For Nicholas Renzi, RF, the art. 2 is “the heart of the Finance Act”. In fact, “in this legislature the center of financing of state activities – he explains – has become the creation and management of foreign debt”. But “it is evident – he observes – that in the face of the first foreign debt issue, here we find ourselves at a figure increased by more than 60 million euros”. Luca WoodsLibera points the finger at the lack of spending cuts and development measures in the Budget Law: “The choice is only to go to international markets to ask for a loan, and it is a very disappointing choice”.
Guerrino Zanotti, Libera, underlines her concern about “the government’s commitment to be able to issue securities for a sum of 60 million, in addition to the 390 million needed for the roll over, because we must honor the debts issued by the end of 2023”. It is clear, according to the adviser, that “we are heading towards a season of debt, without putting in place effective actions that can help the public finances to support this debt”. Matteo Bye, Libera, calls for “transparency on how this money is spent” and to “start working together to figure out how to spend it”. “You have to do a spending review – he says Ferdinand BindiRf- forgetting the consensus and proving to be statesmen who look a little more at the la through their own noses”.
For Stephen Giulianelli, Pdcs, looking at the use of the liquidity deriving from the introduction of public debt securities – 340 million as a roll over, 50 million as a repayment of internal loans and 60 million as a prudential reserve – “we can say that the debt situation remains under control ”. To those who ask to cut current spending, they ask: “Do we really want to reduce debt to reduce spending on health, education, etc., or do we want to make all services related to the public administration more efficient?”. For Will be AccountsRf, the problem cannot be trivialized: “If we use the borrowed money only for current expenditure, without investing it in medium- and long-term country-projects, we will continue to plug the holes indefinitely, remaining in this stagnant condition ”.
“The question of next year’s development has to do with the context of the European Union- he clarifies Gerard YoungstersNpr- the only real framework in which to place most of the country’s economic development actions”. Irò Belluzzi, Libera, following the thread of the discussion, invites acceptance of the EU framework and therefore the consequent changes for the banking system.

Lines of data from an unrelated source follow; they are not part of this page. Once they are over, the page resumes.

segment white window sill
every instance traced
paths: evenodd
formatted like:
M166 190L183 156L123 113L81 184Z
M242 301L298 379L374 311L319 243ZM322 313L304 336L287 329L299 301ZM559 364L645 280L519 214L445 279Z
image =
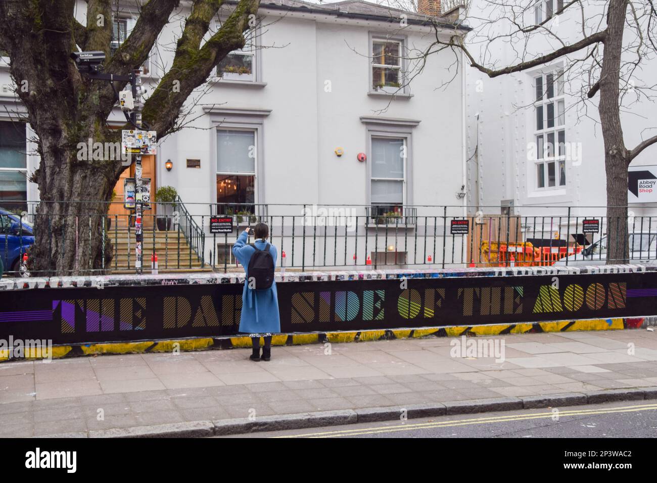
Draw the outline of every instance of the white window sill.
M548 189L537 189L529 194L530 198L541 198L543 196L560 196L568 194L566 187L550 188Z
M393 99L399 99L403 101L408 101L409 99L413 97L413 94L407 94L401 91L397 93L390 93L390 92L383 92L381 91L370 91L367 93L367 95L372 97L384 97L386 99L392 98Z
M220 77L210 79L208 82L215 85L229 85L233 87L252 87L253 89L262 89L267 85L266 82L259 82L258 81L239 81L232 79L222 79Z

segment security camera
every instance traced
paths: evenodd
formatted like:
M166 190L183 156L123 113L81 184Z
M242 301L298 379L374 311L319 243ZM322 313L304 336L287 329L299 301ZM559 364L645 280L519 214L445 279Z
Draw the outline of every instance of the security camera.
M101 70L101 64L105 61L105 53L101 51L74 52L71 58L75 60L81 73L95 74Z

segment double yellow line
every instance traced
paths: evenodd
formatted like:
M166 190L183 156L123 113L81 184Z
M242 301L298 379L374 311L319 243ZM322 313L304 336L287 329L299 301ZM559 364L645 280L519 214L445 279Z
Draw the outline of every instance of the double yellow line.
M557 408L558 409L558 408ZM322 432L306 433L304 434L292 434L290 436L274 436L275 438L338 438L340 436L359 436L363 434L376 434L382 432L396 432L397 431L413 431L419 429L430 428L449 428L457 426L468 426L470 425L486 425L491 423L505 423L507 421L518 421L529 419L553 419L558 417L559 419L568 416L585 416L587 415L613 414L614 413L633 413L637 411L657 409L657 404L642 404L633 406L623 406L621 407L610 407L600 409L576 409L573 411L561 411L556 412L551 411L549 413L537 413L534 414L512 414L508 416L491 416L489 417L476 417L468 419L457 419L455 421L432 421L420 423L415 425L403 423L395 426L382 426L376 428L363 428L362 429L348 429L340 431L324 431Z

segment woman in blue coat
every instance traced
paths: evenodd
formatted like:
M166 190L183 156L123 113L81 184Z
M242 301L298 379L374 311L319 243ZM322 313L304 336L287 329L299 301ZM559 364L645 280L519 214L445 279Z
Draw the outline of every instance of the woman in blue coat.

The goal, you explain, must be to get funding from the ECB. “I believe that the majority and the government have laid the foundations for stabilization – he points out Francis MussonPdcsche- which must go ahead on the tracks of restructuring and reorganization and economic development decision”.

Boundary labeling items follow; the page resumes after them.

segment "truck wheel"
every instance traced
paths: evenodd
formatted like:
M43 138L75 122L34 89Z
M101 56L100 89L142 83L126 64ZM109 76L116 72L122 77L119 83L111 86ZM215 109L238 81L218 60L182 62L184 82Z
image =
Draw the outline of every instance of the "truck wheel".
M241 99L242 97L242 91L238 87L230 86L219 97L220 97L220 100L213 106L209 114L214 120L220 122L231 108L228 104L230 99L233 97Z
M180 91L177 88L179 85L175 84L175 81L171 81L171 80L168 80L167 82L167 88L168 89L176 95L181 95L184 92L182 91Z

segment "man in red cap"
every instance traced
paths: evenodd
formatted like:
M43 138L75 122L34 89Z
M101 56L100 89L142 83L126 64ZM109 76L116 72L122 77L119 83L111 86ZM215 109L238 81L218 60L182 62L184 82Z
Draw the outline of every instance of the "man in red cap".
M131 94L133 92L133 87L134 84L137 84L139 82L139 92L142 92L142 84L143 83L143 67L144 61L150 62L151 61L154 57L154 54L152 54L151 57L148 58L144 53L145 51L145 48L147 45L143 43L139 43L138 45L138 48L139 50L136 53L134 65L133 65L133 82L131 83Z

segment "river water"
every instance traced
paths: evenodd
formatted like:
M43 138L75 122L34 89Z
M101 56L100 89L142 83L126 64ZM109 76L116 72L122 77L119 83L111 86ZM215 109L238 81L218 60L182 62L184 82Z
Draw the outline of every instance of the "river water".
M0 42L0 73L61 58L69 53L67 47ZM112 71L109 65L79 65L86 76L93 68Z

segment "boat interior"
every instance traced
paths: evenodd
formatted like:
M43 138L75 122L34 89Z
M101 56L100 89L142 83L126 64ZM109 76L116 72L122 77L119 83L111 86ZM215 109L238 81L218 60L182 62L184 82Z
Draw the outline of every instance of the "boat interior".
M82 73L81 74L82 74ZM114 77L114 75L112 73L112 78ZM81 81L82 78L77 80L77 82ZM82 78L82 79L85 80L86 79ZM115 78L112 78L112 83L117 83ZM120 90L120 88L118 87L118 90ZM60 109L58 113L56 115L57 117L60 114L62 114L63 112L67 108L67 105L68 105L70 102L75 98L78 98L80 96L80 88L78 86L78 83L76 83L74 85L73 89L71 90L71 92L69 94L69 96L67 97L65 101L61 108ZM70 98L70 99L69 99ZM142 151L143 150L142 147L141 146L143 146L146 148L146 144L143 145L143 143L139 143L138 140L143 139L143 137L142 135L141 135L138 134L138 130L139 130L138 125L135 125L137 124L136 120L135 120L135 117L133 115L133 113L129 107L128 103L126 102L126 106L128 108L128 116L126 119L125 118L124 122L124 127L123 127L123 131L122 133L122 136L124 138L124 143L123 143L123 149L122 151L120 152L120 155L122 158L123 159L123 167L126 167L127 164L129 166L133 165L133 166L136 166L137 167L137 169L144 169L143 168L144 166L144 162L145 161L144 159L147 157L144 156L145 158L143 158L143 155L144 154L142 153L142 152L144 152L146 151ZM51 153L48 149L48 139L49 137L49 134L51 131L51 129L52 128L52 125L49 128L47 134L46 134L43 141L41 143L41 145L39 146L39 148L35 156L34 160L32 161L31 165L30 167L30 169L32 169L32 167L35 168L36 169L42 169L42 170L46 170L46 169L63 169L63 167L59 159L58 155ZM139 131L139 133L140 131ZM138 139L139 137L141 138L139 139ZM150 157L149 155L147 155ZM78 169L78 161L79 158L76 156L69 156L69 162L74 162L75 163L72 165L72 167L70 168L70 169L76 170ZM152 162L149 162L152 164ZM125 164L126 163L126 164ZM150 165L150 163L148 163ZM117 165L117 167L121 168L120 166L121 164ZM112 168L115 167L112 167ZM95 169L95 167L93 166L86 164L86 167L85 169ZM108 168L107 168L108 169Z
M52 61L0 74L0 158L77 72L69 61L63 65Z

At the conclusion of the debate, the Sds Marco Cats clarifies how in the budget revenues have been underestimated and expenditures overestimated. He invites those who talk about growing debt to read the IMF report. “The debt has a downward curve, it is not rising and the Fund tells us ‘try to bring the IGR reform forward as much as possible to bring the debt down faster’”. So “now we have to reinforce, so make way for new development projects but even here you are inconsistent – send the opposition to say – you have moved the discussion forward on the next paragraph”, relating to the Des project. Article 2 is finally approved.